Copy 10 million images in a single folder to another server

Now I know you shouldn't ever put 10 million files into a single directory to begin with. Blame it on the developers, but as it stands that’s where I am at. We will be fixing it and moving them into folder groups, but first we gotta get them copied off of the production box.

I first tried rsync but it would fail out miserably. I assume it was because storing the name and path of the files in memory was greater than the ram and swap space.

Then I tried to compress it all into a tar.gz but it couldn't unzip it, file too large error (it was 60gigs).

I tried to just do a tar to tar exaction, but I got a "cannot open: file too large"

tar c images/ | tar x –C /mnt/coverimages/

Extra Info:

/mnt/coverimages/ is an nfs share where we want to move the images to.

All files are images

OS: Gentoo


Solution 1:

If you install version 3+ of rsync it will do a rolling list of files to transfer and won't need to keep the entire file list in memory. In the future you probably want to consider hashing the filenames and creating a directory structure based on parts of those hashes.

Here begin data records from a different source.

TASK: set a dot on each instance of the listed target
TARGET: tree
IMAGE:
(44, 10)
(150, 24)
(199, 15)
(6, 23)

You can see this answer to get an idea of what I mean with the hashing.

Solution 2:

If I could arrange the downtime I'd simple move the disk temporarily.

Solution 3:

have you tried using find and -exec (or xargs), something like

find images/ -exec cp "{}" /mnt/coverimages/ \;

?

Solution 4:

I don't quite think that you have the "tar | tar" command quite right. Try this

tar cf - images/ | cd /mnt/coverimages && tar xf -

Another option would be to stream over SSH (some CPU overhead for encryption):

tar cf - images/ | ssh user@desthost "cd /path/coverimages && tar xf -"

There's also cpio, which a bit more obscure, but offers similar functionality:

find images/ | cpio -pdm /mnt/coverimages/